TEMPO.CO, Jakarta - Menteri Koordinator Bidang Kemaritiman dan Investasi (Marinves) Luhut Binsar Pandjaitan menegaskan pemerintah akan menyelesaikan persoalan tumpahan minyak mentah Montara pada 2009. Pemerintah mendukung proses kasus ini sampai ada pertanggungjawaban dari perusahaan asal Thailand PTT Exploration and Production Australasia (PTT EP).
“Saya pikir pemerintah komitmennya jelas bahwa kami akan membela kepentingan rakyat kami. Penting buat kita semua, tidak boleh dibiarkan rakyat kita itu mendapat masalah tanpa dibela oleh pemerintah,” ujar Luhut dalam diskusi virtual melalui YouTube Kemkominfo TV pada Jumat, 1 April 2022.
Tumpahan minyak yang berasal dari ledakan di Blok Atlas Batas Laut Timor dan telah lama mencemari lingkungan sekitar masyarakat di 13 kabupaten/kota, Provinsi Nusa Tenggara Timur. Dampaknya, mata pencaharian masyarakat menjadi hilang dan kesehatan masyarakat menjadi terganggu.
Sebagai tindak lanjut, Luhut mengatakan pemerintah akan segera menerbitkan Peraturan Presiden (Perpres) menanggapi persoalan ini. Menurutnya, Presiden Joko Widodo juga telah menginstruksikan untuk segera mengatasi persoalan ini.
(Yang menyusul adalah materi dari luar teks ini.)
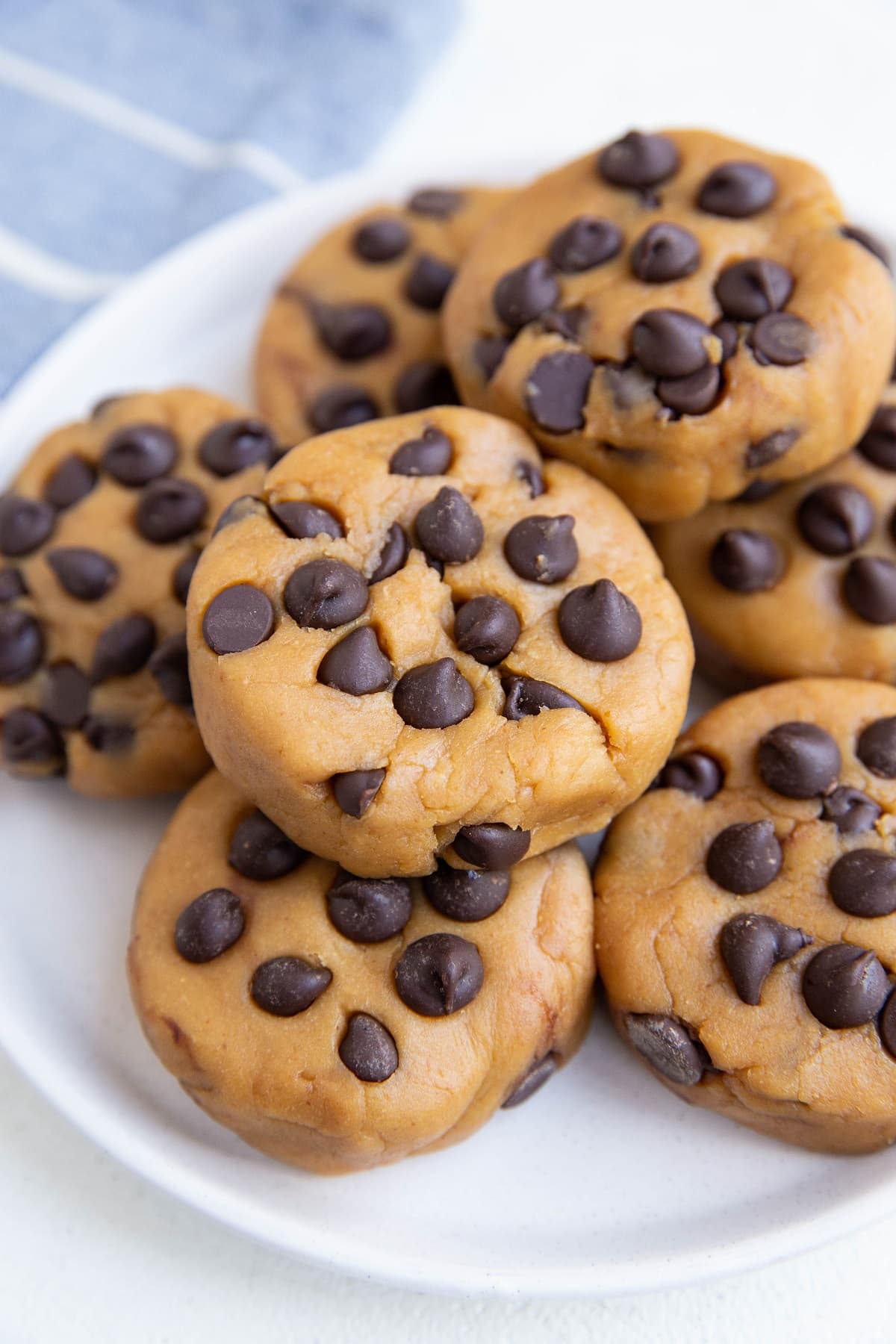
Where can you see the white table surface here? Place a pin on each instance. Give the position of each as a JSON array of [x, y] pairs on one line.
[[90, 1253]]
“Saya kira berdasarkan Undang-Undang Nomor 12 Tahun 2011 tentang pembentukan peraturan perundang-undangan maka dengan ini kami menyatakan akan menyampaikan izin pemrakarsa bagi pembuatan Peraturan Presiden dilakukan oleh Kementerian Koordinator Bidang Kemaritiman dan Investasi,” tuturnya.
Sebelumnya langkah gugatan (class action) terhadap PTT EP dimenangkan dua kali. Pertama, Putusan Pengadilan Federal Sydney Australia pada 19 Maret 2021 oleh Hakim Pengadilan Federal David Yates. Kedua, Putusan Pengadilan yang kedua pada 25 Oktober 2021 oleh Hakim Pengadilan Federal David Yates.
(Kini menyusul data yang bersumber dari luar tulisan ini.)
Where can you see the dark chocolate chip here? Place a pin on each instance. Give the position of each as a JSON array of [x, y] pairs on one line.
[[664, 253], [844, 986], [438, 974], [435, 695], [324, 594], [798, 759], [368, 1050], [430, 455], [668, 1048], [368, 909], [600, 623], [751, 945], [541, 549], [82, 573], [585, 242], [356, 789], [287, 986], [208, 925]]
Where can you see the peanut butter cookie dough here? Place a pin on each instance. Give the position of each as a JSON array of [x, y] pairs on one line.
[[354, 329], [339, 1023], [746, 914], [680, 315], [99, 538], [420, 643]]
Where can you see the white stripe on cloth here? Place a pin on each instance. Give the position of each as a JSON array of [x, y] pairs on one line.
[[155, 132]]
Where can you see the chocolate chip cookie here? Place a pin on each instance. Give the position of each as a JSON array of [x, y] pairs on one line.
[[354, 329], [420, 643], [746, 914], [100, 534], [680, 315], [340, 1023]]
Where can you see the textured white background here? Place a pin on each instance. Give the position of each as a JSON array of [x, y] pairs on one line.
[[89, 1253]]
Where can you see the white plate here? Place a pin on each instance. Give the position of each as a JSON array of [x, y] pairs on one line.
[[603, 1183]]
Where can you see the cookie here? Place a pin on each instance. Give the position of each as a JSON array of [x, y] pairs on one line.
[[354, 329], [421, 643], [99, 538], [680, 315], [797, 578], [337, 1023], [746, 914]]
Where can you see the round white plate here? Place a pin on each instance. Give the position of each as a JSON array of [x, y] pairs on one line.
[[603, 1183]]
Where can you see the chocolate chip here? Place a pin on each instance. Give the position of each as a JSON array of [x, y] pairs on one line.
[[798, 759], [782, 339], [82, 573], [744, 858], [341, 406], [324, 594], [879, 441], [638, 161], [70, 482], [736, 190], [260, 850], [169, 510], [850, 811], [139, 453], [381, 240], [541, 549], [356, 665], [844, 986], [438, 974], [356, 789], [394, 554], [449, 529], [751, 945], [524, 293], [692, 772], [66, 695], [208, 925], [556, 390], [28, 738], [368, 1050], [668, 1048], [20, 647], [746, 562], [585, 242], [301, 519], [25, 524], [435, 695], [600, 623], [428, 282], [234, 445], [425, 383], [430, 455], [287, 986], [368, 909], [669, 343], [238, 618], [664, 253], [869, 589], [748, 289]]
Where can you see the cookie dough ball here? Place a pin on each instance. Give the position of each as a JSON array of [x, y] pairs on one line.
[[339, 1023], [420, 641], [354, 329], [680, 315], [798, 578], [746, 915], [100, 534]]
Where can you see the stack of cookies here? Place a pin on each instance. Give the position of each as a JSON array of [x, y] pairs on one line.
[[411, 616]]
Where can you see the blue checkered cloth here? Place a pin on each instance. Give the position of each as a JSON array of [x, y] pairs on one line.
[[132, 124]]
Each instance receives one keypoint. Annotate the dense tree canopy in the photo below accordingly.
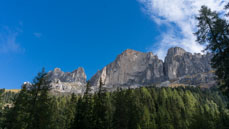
(142, 108)
(213, 31)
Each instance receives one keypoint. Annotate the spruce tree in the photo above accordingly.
(213, 31)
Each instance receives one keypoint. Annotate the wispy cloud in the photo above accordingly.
(178, 17)
(37, 34)
(8, 40)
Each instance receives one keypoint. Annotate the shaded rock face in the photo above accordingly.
(67, 82)
(133, 68)
(179, 63)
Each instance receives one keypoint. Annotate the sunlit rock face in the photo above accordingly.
(180, 63)
(133, 69)
(67, 82)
Wakil Menteri Lingkungan Hidup dan Kehutanan Alue Dohong mengatakan, pemerintah juga akan melakukan gugatan ke pengadilan di Jakarta terhadap PTT EP. Proses pengumpulan materi dan bukti terbaru diklaim masih sedang dilakukan.
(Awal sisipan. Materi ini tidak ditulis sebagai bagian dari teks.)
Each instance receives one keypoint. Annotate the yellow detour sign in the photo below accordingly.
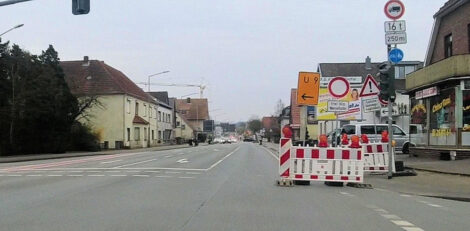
(307, 90)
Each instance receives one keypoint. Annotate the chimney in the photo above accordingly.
(86, 61)
(368, 64)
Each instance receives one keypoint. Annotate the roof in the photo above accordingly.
(195, 109)
(295, 109)
(448, 7)
(162, 98)
(97, 78)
“Langkah yang dilakukan oleh KLHK khusus dalam pengadilan domestik tentu menyusun dan membahas materi gugatan, dengan para ahli hukum dengan para ahli lingkungan, ahli ekonomi dan seterusnya,” ujarnya pada kesempatan yang sama.
Alue mengungkapkan, estimasi nilai tuntutan atas kerusakan ekologi atas rumput laut dan biota laut di sekitar daerah terdampak sekitar Rp 21 triliun. Ditambah lagi dengan rehabilitasi kerusakan yang diperkirakan mencapai Rp 6 triliun, sehingga estimasi nilai pertanggungjawaban PTT EP kepada pemerintah Indonesia sebesar Rp 27 triliun.
Alue juga akan kumpulkan data terbaru terkait dengan economic opportunity lost dari kegiatan perikanan dan lain-lain. Untuk pemulihan lingkungan pun dinilai bakal membutuhkan waktu yang lama.
“Waktu recovery ini juga membutuhkan waktu lama, seperti proses transplantasi karang sampai mengembalikan kondisi seperti semula,” tuturnya.
Sebelumnya, PTT EP mempertimbangkan banding atas putusan pengadilan Australia terhadap tuntutan petani rumput laut Indonesia terkait kasus meledaknya anjungan minyak Montara di Laut Timor pada 21 Agustus 2009.
“PTT EP AAA akan mempertimbangkan dengan bijak putusan tersebut serta jalur banding yang tersedia untuk itu,” kata General Affairs Manager PTT EP Indonesia Afiat Djajanegara dalam keterangan tertulis, Sabtu, 20 Maret 2021.
Pengajuan banding itu dilakukan mengacu pada gugatan terhadap PTTEP Australasia (Ashmore Cartier) Pty Ltd (PTTEP AAA) di pengadilan Federal Australia yang diajukan oleh sekelompok petani rumput laut Indonesia. Para petani rumput laut, menuntut ganti rugi atas kerusakan tanaman rumput laut mereka yang disebabkan oleh insiden Montara pada tahun 2009 di Perairan Australia.